Evaluation of the effectiveness of novel single-intervention adaptive radiotherapy strategies based on daily dose accumulation

Parotid gland (PG) shrinkage and neck volume reduction during radiotherapy of head and neck (H&N) cancer patients is a clinical issue that has prompted interest in adaptive radiotherapy (ART). This study focuses on the difference between planned dose and delivered dose and the possible effects of an efficient replanning strategy during the course of treatment. Six patients with H&N cancer treated by tomotherapy were retrospectively enrolled. Thirty daily dose distributions (DMVCT) were calculated on pretreatment megavoltage computed tomography (MVCT) scans. Deformable Image Registration which matched daily MVCT with treatment planning kilovoltage computed tomography was performed. Using the resulting deformation vector field, all daily DMVCT were deformed to the planning kilovoltage computed tomography and resulting doses were accumulated voxel per voxel. Cumulative DMVCT was compared to planned dose distribution performing γ-analysis (2 mm, 2% of 2.2 Gy).
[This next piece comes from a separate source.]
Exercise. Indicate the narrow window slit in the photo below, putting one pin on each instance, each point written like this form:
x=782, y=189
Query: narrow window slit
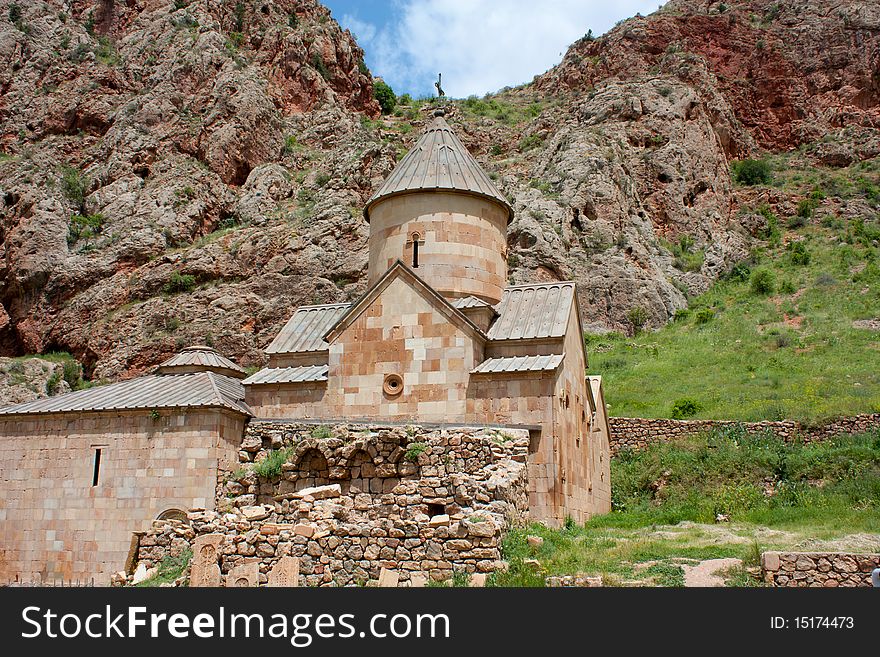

Two single-intervention ART strategies were executed on the 18th fraction whose previous data had suggested to be a suitable timepoint for a single replanning intervention: (1) replanning on the original target and deformed organ at risks (OARs) (a “safer” approach regarding tumor coverage) and (2) replanning on both deformed target and deformed OARs. DMVCT showed differences between planned and delivered doses (3D-γ 2mm/2%-passing rate = 85 ± 1%, p < 0.001). Voxel by voxel dose accumulation showed an increase in average dose of warped PG of 3.0 Gy ± 3.3 Gy. With ART the average dose of warped PG decreased by 3.2 Gy ± 1.7 Gy in comparison to delivered dose without replanning when both target and OARs were deformed. Average dose of warped PG decreased by 2.0 Gy ± 1.4 Gy when only OARs were deformed. Anatomical variations lead to increased doses to PGs. Efficient single-intervention ART-strategies with replanning on the 18th MVCT result a reduced PG dose. A strategy with deformation of both target and OAR resulted in the lowest PG dose, while formally maintaining PTV coverage. Deformation of only OAR nevertheless reduces PG dose and has less uncertainties regarding PTV coverage.